Are we getting Cloud Deployments wrong and are Unikernels the Solution?
Improving Sustainability, Cost and Performance
For this edition of the newsletter I have asked Felipe Huici from Unikraft to write a blog about the emerging space of optimizing cloud deployment with unikernels, which is an interesting area to explore when improving sustainability, cost and performance of cloud applications. I personally do not have experiences yet with unikernels, but are interested in how it evolves.
Disclaimer: No financial compensation has been received for this collaboration. The views and opinions expressed in this post are those of the guest author. The post is based on the questions I have asked Felipe. Thanks to Felipe for explaining the topic in such a great way.
The cloud powers a huge range of business reliably and scalably every day, but is everything running as it should under the hood?
Seconds-long cold boots, terrible auto-scale times, minutes-long waits for compute nodes to be up: these are standard headaches that cloud engineers have to deal with, and work-around, on a daily basis. Not to mention the use of over bloated images: for example, the binary for NGINX is just a couple of MBs, but when deploying it it can become a 1GB monster requiring 100s of MBs of memory to actually run.
The result is that yes, the cloud works, but we’re severely over-utilizing servers and resources to run our workloads, resulting in a number of important detrimental effects:
Complexity: having to figure out work-arounds for cold boots or slow autoscale complicates deployments, makes them more brittle, and takes time away from teams that could be better spent on other features.
Cost: Having to use 10x the number of pods/servers to run a service or workload clearly isn’t good for the bottom line.
Sustainability: the age-old method of just throwing hardware (or instances) at the problem isn’t great for the environmental challenges we’re facing
Much of this stems from the fact that cloud infrastructure relies on technology that was never intended for the cloud: general purpose OSes (e.g., Linux, FreeBSD, etc.) and mainstream distributions (e.eg., Debian, Ubuntu, etc.) are just that: general purpose. For cloud deployments we know what we’re going to deploy before we deploy, so what we’d like is some magic technology and tool that could automatically build, for each app, a fully customized image, all the way down to the OS, without forcing applications to be modified.
That magic tech and tool now exists! Unikraft (www.unikraft.org), a Linux Foundation OSS project) is a fully modular operating system and unikernel build kit. In the rest of this article we’ll cover what a unikernel is, what (massive) benefits they and Unikraft can provide, and how these compare to other technologies like containers. Time to take a great (cloud) leap forward!
What is a Unikernel and What are its Benefits?
Simply put, a unikernel is a specialized virtual machine. Specialized in the sense that the VM image should contain only the code needed for the application to run, and nothing more; this includes operating system primitives such as memory allocators, schedulers and network. To achieve that the underlying OS that a unikernetl is built from should ideally be fully modular, so that it’s relatively easy to pick and choose the functionality that each application needs (Unikraft is fully modular; Linux is a monolithic OS).

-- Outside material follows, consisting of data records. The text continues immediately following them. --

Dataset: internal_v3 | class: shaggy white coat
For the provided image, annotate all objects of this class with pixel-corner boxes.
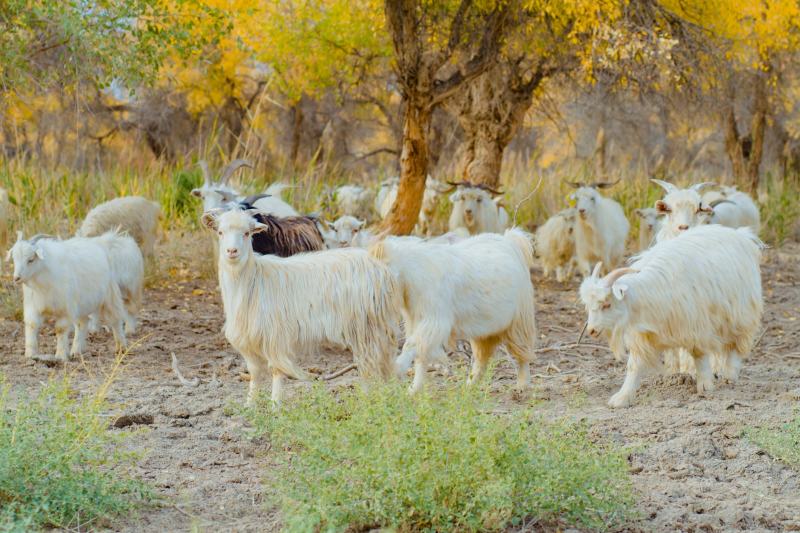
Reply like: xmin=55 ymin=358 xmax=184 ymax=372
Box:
xmin=448 ymin=186 xmax=507 ymax=235
xmin=78 ymin=196 xmax=161 ymax=258
xmin=579 ymin=224 xmax=763 ymax=408
xmin=203 ymin=209 xmax=401 ymax=405
xmin=91 ymin=230 xmax=144 ymax=334
xmin=702 ymin=186 xmax=760 ymax=234
xmin=335 ymin=185 xmax=375 ymax=220
xmin=8 ymin=234 xmax=126 ymax=361
xmin=534 ymin=208 xmax=577 ymax=282
xmin=370 ymin=228 xmax=537 ymax=393
xmin=572 ymin=187 xmax=629 ymax=275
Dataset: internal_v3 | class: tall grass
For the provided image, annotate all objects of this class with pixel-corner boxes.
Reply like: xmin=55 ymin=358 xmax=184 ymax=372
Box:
xmin=0 ymin=371 xmax=153 ymax=531
xmin=0 ymin=156 xmax=797 ymax=249
xmin=247 ymin=383 xmax=633 ymax=532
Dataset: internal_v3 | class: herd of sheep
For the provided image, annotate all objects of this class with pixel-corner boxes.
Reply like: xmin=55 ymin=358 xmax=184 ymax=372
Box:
xmin=4 ymin=159 xmax=766 ymax=408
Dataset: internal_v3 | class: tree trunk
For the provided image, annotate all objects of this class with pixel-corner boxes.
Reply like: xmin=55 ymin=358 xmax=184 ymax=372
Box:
xmin=724 ymin=103 xmax=746 ymax=183
xmin=448 ymin=63 xmax=542 ymax=188
xmin=380 ymin=103 xmax=430 ymax=234
xmin=747 ymin=74 xmax=767 ymax=194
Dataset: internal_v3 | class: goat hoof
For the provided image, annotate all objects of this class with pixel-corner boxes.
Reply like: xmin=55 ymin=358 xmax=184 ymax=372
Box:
xmin=608 ymin=392 xmax=633 ymax=408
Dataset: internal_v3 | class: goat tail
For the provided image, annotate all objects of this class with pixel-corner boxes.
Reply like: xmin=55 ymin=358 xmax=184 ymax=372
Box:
xmin=504 ymin=227 xmax=536 ymax=268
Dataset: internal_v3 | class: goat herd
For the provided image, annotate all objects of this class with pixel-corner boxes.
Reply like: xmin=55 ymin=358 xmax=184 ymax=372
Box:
xmin=6 ymin=160 xmax=765 ymax=409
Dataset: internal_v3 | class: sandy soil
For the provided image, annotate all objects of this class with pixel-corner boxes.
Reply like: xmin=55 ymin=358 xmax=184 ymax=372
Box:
xmin=0 ymin=242 xmax=798 ymax=532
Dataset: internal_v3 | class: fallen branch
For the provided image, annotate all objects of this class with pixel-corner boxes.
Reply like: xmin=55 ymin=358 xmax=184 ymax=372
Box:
xmin=534 ymin=342 xmax=612 ymax=354
xmin=318 ymin=364 xmax=358 ymax=381
xmin=171 ymin=352 xmax=200 ymax=388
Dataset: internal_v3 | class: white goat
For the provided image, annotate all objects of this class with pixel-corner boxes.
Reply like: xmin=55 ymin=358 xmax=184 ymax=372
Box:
xmin=330 ymin=215 xmax=375 ymax=248
xmin=534 ymin=208 xmax=577 ymax=282
xmin=191 ymin=159 xmax=298 ymax=217
xmin=90 ymin=230 xmax=144 ymax=334
xmin=568 ymin=181 xmax=629 ymax=276
xmin=375 ymin=177 xmax=400 ymax=218
xmin=580 ymin=224 xmax=763 ymax=408
xmin=634 ymin=207 xmax=663 ymax=250
xmin=650 ymin=180 xmax=715 ymax=242
xmin=335 ymin=185 xmax=374 ymax=220
xmin=370 ymin=229 xmax=537 ymax=393
xmin=201 ymin=208 xmax=401 ymax=405
xmin=447 ymin=181 xmax=507 ymax=235
xmin=8 ymin=233 xmax=127 ymax=361
xmin=701 ymin=186 xmax=760 ymax=234
xmin=78 ymin=196 xmax=161 ymax=258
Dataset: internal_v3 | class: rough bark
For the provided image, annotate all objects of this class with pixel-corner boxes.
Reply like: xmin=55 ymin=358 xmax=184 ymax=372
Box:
xmin=724 ymin=101 xmax=746 ymax=182
xmin=380 ymin=0 xmax=508 ymax=234
xmin=447 ymin=62 xmax=542 ymax=187
xmin=384 ymin=103 xmax=431 ymax=234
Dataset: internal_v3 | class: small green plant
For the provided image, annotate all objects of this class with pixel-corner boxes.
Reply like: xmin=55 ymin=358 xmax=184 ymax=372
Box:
xmin=248 ymin=383 xmax=633 ymax=532
xmin=747 ymin=412 xmax=800 ymax=469
xmin=760 ymin=174 xmax=800 ymax=246
xmin=0 ymin=375 xmax=153 ymax=531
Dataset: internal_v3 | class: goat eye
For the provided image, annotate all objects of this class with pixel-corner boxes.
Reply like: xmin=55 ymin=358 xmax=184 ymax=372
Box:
xmin=27 ymin=257 xmax=35 ymax=264
xmin=217 ymin=231 xmax=222 ymax=236
xmin=244 ymin=231 xmax=250 ymax=237
xmin=477 ymin=198 xmax=482 ymax=203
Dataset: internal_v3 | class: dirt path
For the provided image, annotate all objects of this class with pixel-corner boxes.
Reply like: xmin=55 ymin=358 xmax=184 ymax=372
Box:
xmin=0 ymin=244 xmax=797 ymax=532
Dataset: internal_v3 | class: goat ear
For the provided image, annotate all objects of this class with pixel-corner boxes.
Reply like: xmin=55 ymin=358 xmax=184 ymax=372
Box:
xmin=200 ymin=211 xmax=219 ymax=231
xmin=355 ymin=219 xmax=365 ymax=229
xmin=612 ymin=283 xmax=628 ymax=301
xmin=655 ymin=200 xmax=670 ymax=213
xmin=698 ymin=203 xmax=713 ymax=213
xmin=449 ymin=192 xmax=459 ymax=202
xmin=34 ymin=247 xmax=44 ymax=260
xmin=15 ymin=231 xmax=23 ymax=242
xmin=191 ymin=188 xmax=203 ymax=198
xmin=251 ymin=222 xmax=269 ymax=235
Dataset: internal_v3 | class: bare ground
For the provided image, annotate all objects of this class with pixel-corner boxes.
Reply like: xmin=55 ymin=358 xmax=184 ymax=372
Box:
xmin=0 ymin=242 xmax=798 ymax=532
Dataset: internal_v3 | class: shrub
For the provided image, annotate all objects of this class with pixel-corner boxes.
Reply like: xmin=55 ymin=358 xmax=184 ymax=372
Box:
xmin=747 ymin=413 xmax=800 ymax=469
xmin=0 ymin=376 xmax=153 ymax=531
xmin=248 ymin=383 xmax=633 ymax=532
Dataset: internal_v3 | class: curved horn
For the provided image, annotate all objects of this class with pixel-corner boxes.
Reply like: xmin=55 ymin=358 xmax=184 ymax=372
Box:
xmin=601 ymin=267 xmax=637 ymax=288
xmin=650 ymin=179 xmax=677 ymax=194
xmin=475 ymin=183 xmax=504 ymax=196
xmin=690 ymin=182 xmax=718 ymax=193
xmin=592 ymin=179 xmax=621 ymax=189
xmin=29 ymin=234 xmax=54 ymax=243
xmin=591 ymin=262 xmax=603 ymax=278
xmin=444 ymin=180 xmax=471 ymax=193
xmin=709 ymin=198 xmax=736 ymax=208
xmin=198 ymin=160 xmax=212 ymax=186
xmin=16 ymin=230 xmax=23 ymax=242
xmin=219 ymin=159 xmax=253 ymax=184
xmin=565 ymin=181 xmax=584 ymax=189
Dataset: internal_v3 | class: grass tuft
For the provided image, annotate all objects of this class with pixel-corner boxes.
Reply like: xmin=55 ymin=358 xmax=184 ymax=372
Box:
xmin=746 ymin=412 xmax=800 ymax=469
xmin=247 ymin=383 xmax=633 ymax=532
xmin=0 ymin=375 xmax=153 ymax=531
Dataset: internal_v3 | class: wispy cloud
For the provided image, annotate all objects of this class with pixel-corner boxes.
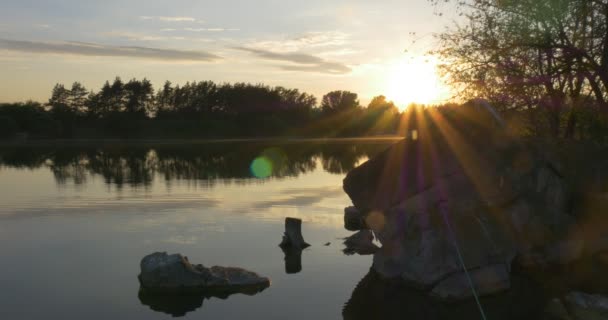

Another typical property of a unikernel is that it has a single memory address space, that is, there is no user-space/kernel-space separation (this isn’t a strict requirement for a unikernel and this property can be relaxed, unikernels can have multiple address spaces): since a unikernel is a VM, the (hardware) isolation is provided by the hypervisor underneath (e.g., Xen or KVM). This means that unikernels don’t have context switch overheads and so are more efficient, especially when carrying out tasks such as I/O.
In all, if all we want to do is run a 5MB NGINX application in the cloud it makes little sense to be deploying 1GB images consuming huge resources and containing substantial, unneeded lines of code that could lead to vulnerabilities. While the reason behind this status quo is understandable (Linux just works!), unikernels are a much more logical way forward for cloud deployments. To make this more tangible (and enticing), here a few properties and numbers for Unikraft:
⚡️ Blazingly fast boot/suspend/resume times, in milliseconds
🔥 High performance, up to 2x the throughput of Linux
⏬Low memory consumption, a few MBs for off-the-shelf apps
🗜️ Tiny images, only a few MBs in size
🐇 Low latency
🔐 Minimal TCB: if the app doesn’t need it, it doesn’t get deployed
💪 POSIX compliant: no need to modify your app!
But Building and Using a Unikernel Sounds Complicated…
It certainly used to be, and it’s unsurprising that unikernel projects are attractive to OS developers and low level hackers. Having said that, there is no fundamental reason why unikernels should be complicated to use – if they are, that’s the result of a particular unikernel project or implementation.
At Unikraft, we have spent a lot of effort (and years) making it so that Unikraft is seamless to use so that you can just concentrate on the application you’d like to deploy. How simple is it? First, run this single command to install kraft, the Unikraft native tool (for Linux, though Mac OS and Windows/WSL are also supported):
Then, to test the installation worked and to build and run your very first unikernel run:
That’s it! For running more advanced apps/langs (eg, NGINX, Redis, SQLite, Python, Go, C++, etc), you can head on over to https://unikraft.org/docs/cli . Oh, and Unikraft also comes with Docker and Kubernetes integrations .Finally, if you’d like to taste the power of a unikernel-powered cloud platform check out https://kraft.cloud/.
Unikraft is not Linux, what do I Lose if I Use it?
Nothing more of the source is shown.